Who would have thought that there would be more to Neil Armstrong’s Apollo 11 story? After his death three years ago this August, his wife Carol found a white cloth bag in his closet containing items that she believed were from a spacecraft. Shortly after, the family contacted the National Air and Space Museum to examine the artifacts.
Allan Needell, a curator in the Space History Department, particularly the Apollo collection, was called to have a closer look at the items to decide whether any of the artifacts had flown in the lunar module, Eagle, during the celebrated Apollo 11 mission. Under the scrutiny of a team of experts, it was confirmed that, indeed, the items were artifacts from the Apollo 11 mission.

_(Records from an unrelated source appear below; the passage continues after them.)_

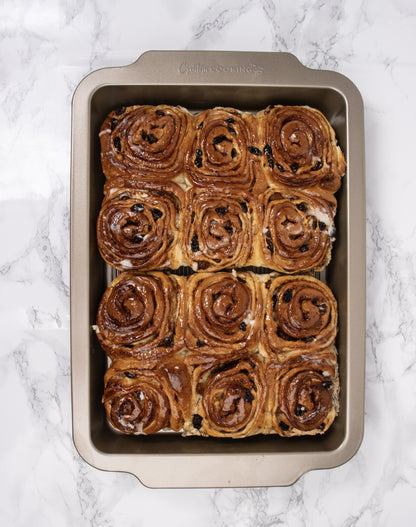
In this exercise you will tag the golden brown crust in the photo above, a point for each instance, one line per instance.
(142, 316)
(300, 314)
(303, 393)
(217, 229)
(145, 397)
(138, 225)
(301, 148)
(229, 399)
(146, 141)
(224, 314)
(227, 351)
(298, 231)
(224, 151)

The white cloth bag, known as a McDivitt Purse among astronauts, is a temporary stowage bag (TSB) that was used to store loose items. It is named after the Apollo 9 Commander, James McDivitt, who is credited with suggesting the idea. Alan LaVern, aka Al Bean, had described the bag during a mission review in 1991. He stated, “The purse was a white cloth bag that was up there under the computer DSKY that we just threw loose items in. In fact, I’ve still got (one) at home. It had a snap (closure) and you opened it up and threw stuff in and closed it. That’s why we called it a purse. It was also shaped like a purse. It was made out of beta cloth.”

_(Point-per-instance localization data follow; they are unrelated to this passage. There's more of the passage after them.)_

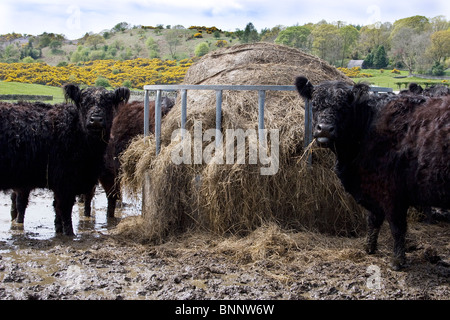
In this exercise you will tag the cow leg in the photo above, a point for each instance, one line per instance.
(13, 205)
(63, 213)
(112, 191)
(22, 196)
(397, 223)
(374, 221)
(87, 202)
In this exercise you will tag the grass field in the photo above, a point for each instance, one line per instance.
(390, 80)
(32, 89)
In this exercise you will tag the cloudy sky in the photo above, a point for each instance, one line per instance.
(74, 18)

The items found in Armstrong’s McDivitt were supposed to be discarded. Mission transcripts record Armstrong’s conversation to Michael Collins: “You know, that — that one’s just a bunch of trash that we want to take back — LM parts, odds and ends, and it won’t stay closed by itself. We’ll have to figure something out for it.”

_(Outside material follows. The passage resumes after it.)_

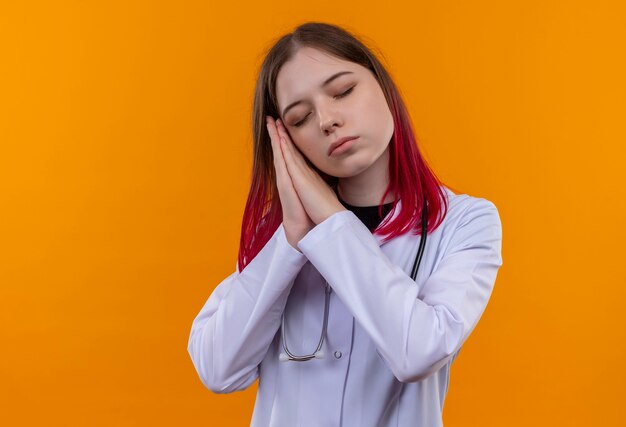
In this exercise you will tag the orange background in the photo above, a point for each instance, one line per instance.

The items are now preserved and considered important artifacts in the National Air and Space Museum. Two of the items that are “especially timely,” are on display in a temporary exhibition titled “Outside the Spacecraft: 50 Years of Extra-Vehicular Activity,” which is being held at the Smithsonian Air and Space Museum. The first item is the 16 mm Data Acquisition Camera, which was once situated in the Eagle’s window; it was used to record the famous “one small step” taken by Armstrong – humanity’s first footprint beyond Earth. The second item is one of the two waist tethers that Armstrong jerry-rigged to support his feet for the duration of the single rest period on the Moon.
In his airspace blog, Needell stated, “In the future, we hope to complete documenting and cataloging the entire collection of items and, as appropriate, to place them on public display.”